Machine learning technique models quantum devices 

A new algorithm developed by researchers at the University of Tokyo enables efficient and accurate verification of quantum devices. 

Technologies that utilise quantum mechanical behaviours – such as devices that use quantum information as input and output data – are likely to have more mainstream applications in the near future.  

These quantum devices necessitate careful verification as a result of inherent uncertainties. This is because the verification process proves more difficult if the device is time dependent when the output depends on past inputs.  

Verifying time-dependent quantum devices 

Now, for the first time, researchers have used machine learning to significantly enhance the efficiency of verification for time-dependent quantum devices by integrating a certain memory effect present in these systems.  

While quantum computers are of significant interest to the scientific community, these fascinating machines are still in their infancy. However, a quantum internet may be more realisable. This would provide important security advantages over the current internet. However, this would rely on technologies that are currently not used outside of a lab setting.  

While many tenets of the devices that can build our quantum internet may have been worked out, there are many engineering challenges that need to be considered in order to recognise these as products. However, there is a lot of research underway to develop tools for the design of quantum devices. 

Postdoctoral researcher Quoc Hoan Tran and Associate Professor Kohei Nakajima from the Graduate School of Information Science and Technology at the University of Tokyo have established such a tool, which they believe could make verifying the behaviour of quantum devices a more effective and accurate undertaking than it is at present.  

Machine learning tool 

The tool they have developed is an algorithm that can restructure the workings of a time-dependent quantum device by studying the relationship between the quantum inputs and outputs. This method is commonplace when investigating a classical physical system, but quantum information is more difficult to store, which usually makes it impossible. 

“The technique to describe a quantum system based on its inputs and outputs is called quantum process tomography,” explained Tran. “However, many researchers now report that their quantum systems exhibit some kind of memory effect where present states are affected by previous ones. This means that a simple inspection of input and output states cannot describe the time-dependent nature of the system. You could model the system repeatedly after every change in time, but this would be extremely computationally inefficient. Our aim was to embrace this memory effect and use it to our advantage rather than use brute force to overcome it.” 

Tran and Nakajima turned to machine learning and a method known as quantum reservoir computing to develop their novel algorithm. This learns patterns of inputs and outputs that change over time in a quantum system and efficiently predicts how these patterns will change, even in situations the algorithm has not yet witnessed.  

As it does not need to know the inner workings of a quantum system as a more empirical method might, but only the inputs and outputs, the researchers’ algorithm can be simpler and generate results faster as well. 

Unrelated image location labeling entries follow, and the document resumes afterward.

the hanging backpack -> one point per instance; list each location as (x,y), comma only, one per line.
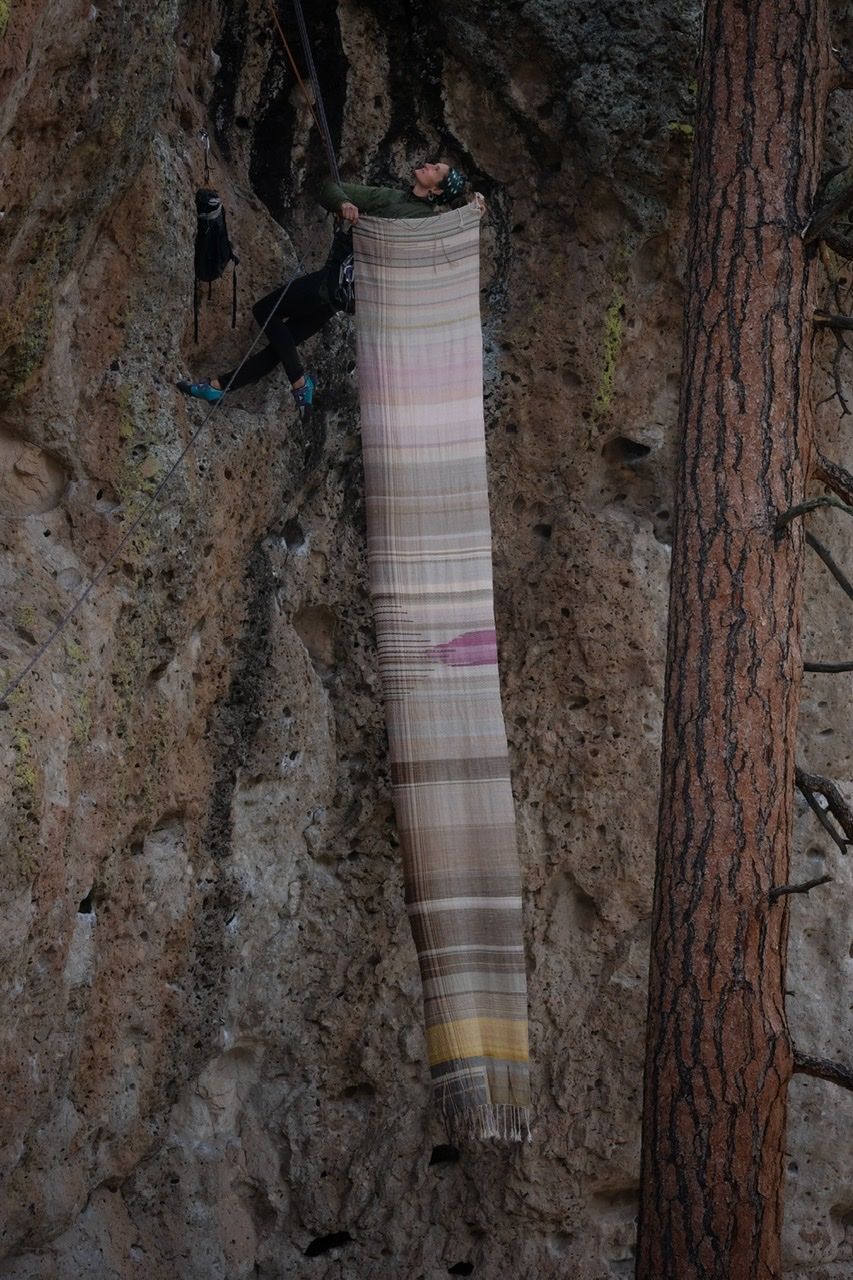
(213,251)
(338,283)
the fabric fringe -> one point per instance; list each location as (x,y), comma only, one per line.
(498,1120)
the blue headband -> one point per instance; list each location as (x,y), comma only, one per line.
(452,184)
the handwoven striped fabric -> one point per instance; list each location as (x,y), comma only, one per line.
(429,549)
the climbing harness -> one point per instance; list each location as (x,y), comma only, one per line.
(340,264)
(340,272)
(211,218)
(213,251)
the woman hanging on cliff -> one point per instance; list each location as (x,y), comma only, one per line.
(304,305)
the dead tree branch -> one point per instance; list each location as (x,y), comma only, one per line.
(806,887)
(835,478)
(830,320)
(826,556)
(821,1069)
(842,74)
(803,508)
(813,785)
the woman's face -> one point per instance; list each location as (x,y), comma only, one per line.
(430,176)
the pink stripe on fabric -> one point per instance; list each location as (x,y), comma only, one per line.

“At present, our algorithm can emulate a certain kind of quantum system, but hypothetical devices may vary widely in their processing ability and have different memory effects. So the next stage of research will be to broaden the capabilities of our algorithms, essentially making something more general purpose and thus more useful,” added Tran. “I am excited by what quantum machine learning methods could do, by the hypothetical devices they might lead to.”